O&M. A jak widzi Pan rolę firmy zewnętrznej?

TB: Firma zewnętrzna jest tutaj nieodzowna, ponieważ po pierwsze, trzeba poznać metodologię działania, a po drugie rozładować opory pracowników poprzez rozmowy i pracę dzień za dniem. Mogliśmy skorzystać z rozwiązań wykorzystywanych w bankach, czy firmach ubezpieczeniowych i posłużyć się tymi doświadczeniami, by stworzyć coś zupełnie innego. Coś własnego.
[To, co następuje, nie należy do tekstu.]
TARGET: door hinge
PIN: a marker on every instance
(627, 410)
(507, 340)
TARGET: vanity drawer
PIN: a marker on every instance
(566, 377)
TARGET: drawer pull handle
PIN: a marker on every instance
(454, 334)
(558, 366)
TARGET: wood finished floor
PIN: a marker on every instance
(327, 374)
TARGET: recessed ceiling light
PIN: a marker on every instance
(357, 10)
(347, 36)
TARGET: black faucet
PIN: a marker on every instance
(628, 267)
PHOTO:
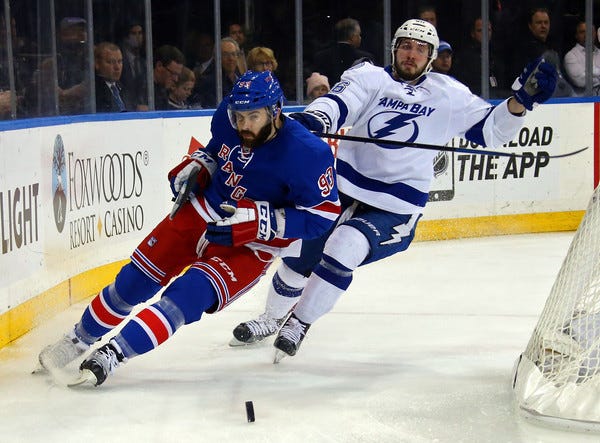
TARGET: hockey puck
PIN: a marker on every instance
(250, 411)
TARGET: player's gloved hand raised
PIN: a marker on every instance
(536, 83)
(179, 175)
(249, 221)
(313, 121)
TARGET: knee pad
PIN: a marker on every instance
(192, 294)
(133, 286)
(348, 246)
(288, 282)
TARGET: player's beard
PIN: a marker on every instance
(251, 140)
(409, 76)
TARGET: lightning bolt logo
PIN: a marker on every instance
(398, 126)
(401, 231)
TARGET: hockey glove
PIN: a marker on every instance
(179, 175)
(249, 221)
(314, 121)
(536, 83)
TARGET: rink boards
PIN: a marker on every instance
(77, 194)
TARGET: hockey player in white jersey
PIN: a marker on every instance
(384, 188)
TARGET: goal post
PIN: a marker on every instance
(556, 379)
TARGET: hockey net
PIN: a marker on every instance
(557, 378)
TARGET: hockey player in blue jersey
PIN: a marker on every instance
(384, 188)
(250, 201)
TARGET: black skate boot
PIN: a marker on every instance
(101, 363)
(255, 330)
(290, 337)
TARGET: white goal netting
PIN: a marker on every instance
(557, 378)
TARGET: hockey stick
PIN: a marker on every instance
(435, 147)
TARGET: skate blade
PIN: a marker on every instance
(39, 370)
(234, 343)
(279, 355)
(85, 376)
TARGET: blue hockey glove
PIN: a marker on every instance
(179, 175)
(536, 83)
(314, 121)
(249, 221)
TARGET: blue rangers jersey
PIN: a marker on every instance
(433, 111)
(294, 170)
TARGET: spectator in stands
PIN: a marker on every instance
(261, 59)
(443, 62)
(539, 45)
(200, 50)
(237, 32)
(317, 85)
(168, 64)
(6, 95)
(467, 64)
(71, 69)
(108, 62)
(133, 78)
(342, 53)
(428, 13)
(205, 90)
(180, 93)
(575, 61)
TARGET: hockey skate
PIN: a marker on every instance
(290, 337)
(256, 330)
(57, 356)
(102, 362)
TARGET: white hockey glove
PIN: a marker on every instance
(536, 83)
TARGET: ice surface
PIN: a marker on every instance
(420, 349)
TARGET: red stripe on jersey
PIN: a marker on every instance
(101, 313)
(147, 267)
(156, 324)
(327, 206)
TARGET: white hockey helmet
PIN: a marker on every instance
(417, 30)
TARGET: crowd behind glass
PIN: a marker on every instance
(67, 57)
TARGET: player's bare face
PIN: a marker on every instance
(412, 57)
(254, 127)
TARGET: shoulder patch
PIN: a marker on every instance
(340, 86)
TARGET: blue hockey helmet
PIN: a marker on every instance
(254, 90)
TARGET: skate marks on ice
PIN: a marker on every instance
(412, 353)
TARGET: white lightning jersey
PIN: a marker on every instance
(438, 108)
Tomasz Brożyna – Dyrektor Operacyjny w Mondial Assistance

Dyrektor Operacyjny. Z Mondial Assistance związany od 10 lat. Odpowiada za strategię obsługi klienta indywidualnego umożliwiającą wzrost efektywności i jakości świadczonych usług oraz określa standardy świadczenia usług Assistance i likwidacji szkód. Jest także odpowiedzialny za wdrożenie i monitorowanie procesu weryfikacji dostawców usług Assistance. Od 2 lat pełni funkcję Regionalnego Dyrektora Operacyjnego Regionu Wschodniego. Absolwent SGGW, Podyplomowych Studiów Ubezpieczeń SGH w Warszawie oraz MBA w Szkole Biznesu Politechniki Warszawskiej.